Through my work at the Undiagnosed Diseases Network Foundation (UDNF) — which was created through the patients and families from the UDN, the organization that worked so diligently to identify Mitchell’s illness — I found solace and strength in a community of people I could relate to and now support through my experience. I discovered the common thread binding families like mine: the shared journey of reckoning with undiagnosed and ultra-rare diseases.
The UDNF has provided a gathering place of allies and resources previously inaccessible to families like mine. Mitchell Syndrome may have claimed my son, but his memory lives on through my work at the UDNF as their new Patient Navigation Program director. I understand as a parent and a nurse that we have an obligation to patients and their families to help them put a name to their illness. My work with the UDNF now supports patients on their odyssey to discovery — and hopefully, one day, treatment for their unique ultra-rare disease.
Despite his too-short life, Mitchell left an important legacy.
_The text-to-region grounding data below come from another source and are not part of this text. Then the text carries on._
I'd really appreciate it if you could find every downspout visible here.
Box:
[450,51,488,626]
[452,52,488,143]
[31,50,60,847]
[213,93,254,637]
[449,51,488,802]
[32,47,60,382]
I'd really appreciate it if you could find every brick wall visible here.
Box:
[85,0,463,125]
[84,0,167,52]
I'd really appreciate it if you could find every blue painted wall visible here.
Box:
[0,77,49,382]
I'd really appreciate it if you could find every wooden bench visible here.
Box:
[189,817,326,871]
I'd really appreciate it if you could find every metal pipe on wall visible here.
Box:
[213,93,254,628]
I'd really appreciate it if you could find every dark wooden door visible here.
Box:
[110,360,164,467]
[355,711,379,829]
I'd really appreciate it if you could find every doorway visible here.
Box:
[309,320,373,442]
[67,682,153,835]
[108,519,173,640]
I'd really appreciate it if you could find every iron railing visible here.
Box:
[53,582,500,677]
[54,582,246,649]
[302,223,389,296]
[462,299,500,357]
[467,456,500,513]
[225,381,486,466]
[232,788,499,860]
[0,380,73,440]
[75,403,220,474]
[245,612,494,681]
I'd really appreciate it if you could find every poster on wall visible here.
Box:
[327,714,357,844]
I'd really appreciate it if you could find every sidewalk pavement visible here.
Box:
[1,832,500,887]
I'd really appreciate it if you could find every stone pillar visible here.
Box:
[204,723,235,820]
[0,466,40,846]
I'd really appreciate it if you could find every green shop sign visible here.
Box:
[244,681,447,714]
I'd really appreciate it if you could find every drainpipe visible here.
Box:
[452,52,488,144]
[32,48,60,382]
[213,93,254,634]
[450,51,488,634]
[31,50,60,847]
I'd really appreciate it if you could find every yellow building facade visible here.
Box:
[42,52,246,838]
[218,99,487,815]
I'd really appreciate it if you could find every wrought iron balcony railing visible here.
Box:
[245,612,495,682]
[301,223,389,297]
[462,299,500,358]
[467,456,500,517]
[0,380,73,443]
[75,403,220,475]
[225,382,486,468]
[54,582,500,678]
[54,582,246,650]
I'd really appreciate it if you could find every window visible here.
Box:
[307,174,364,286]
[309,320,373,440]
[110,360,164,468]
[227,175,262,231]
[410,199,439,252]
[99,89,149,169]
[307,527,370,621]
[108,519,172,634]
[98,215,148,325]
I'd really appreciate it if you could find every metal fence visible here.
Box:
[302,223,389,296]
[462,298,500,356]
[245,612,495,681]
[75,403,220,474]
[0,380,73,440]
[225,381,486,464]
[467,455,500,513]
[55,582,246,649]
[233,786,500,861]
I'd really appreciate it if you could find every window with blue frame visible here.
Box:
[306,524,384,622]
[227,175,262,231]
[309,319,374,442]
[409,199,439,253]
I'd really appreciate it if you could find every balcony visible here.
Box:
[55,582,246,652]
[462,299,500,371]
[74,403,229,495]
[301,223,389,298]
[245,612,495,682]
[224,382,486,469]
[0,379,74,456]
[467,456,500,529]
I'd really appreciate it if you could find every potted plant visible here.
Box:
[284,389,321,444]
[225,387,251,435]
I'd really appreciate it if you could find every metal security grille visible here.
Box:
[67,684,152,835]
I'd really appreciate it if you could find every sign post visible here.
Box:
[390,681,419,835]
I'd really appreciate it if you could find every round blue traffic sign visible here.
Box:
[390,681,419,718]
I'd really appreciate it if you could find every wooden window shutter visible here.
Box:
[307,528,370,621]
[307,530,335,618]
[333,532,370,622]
Attending college on a full-tuition scholarship, he befriended everyone he met and inspired many with his perseverance. As a true member of Gen Z and user of social media, Mitchell would have been ecstatic to know that a 2019 NBC News video interview with him has now reached almost 10 million views, and that currently more than 30 people have “his” disease. I am too and will continue to serve other families in their journey by leading the UDNF’s Patient Navigation program because every family deserves to have a diagnosis and a community to support them.
Michele Herndon, MSN, R.N., is the program director of the Undiagnosed Diseases Network Foundation’s (UDNF) Patient Navigation Program. For the past two decades, she has served as a pediatric nurse, leader, and manager in an academic hospital setting. Michele is also the mother to Mitchell who enrolled in the Undiagnosed Diseases Network (UDN) in 2017 after five years of symptoms. After genetic sequencing and a model organism study using fruit flies, his gene mutation was identified by the UDN. Mitchell died in 2019 from the ultra-rare disease that was ultimately named after him, Mitchell Syndrome. Michele and her family started the Mitchell & Friends Foundation to support families and raise both awareness and money for research into Mitchell Syndrome. Michele lives in St. Louis, Missouri, and is currently working to complete her Doctorate in Nursing Practice at the University of Missouri-Columbia.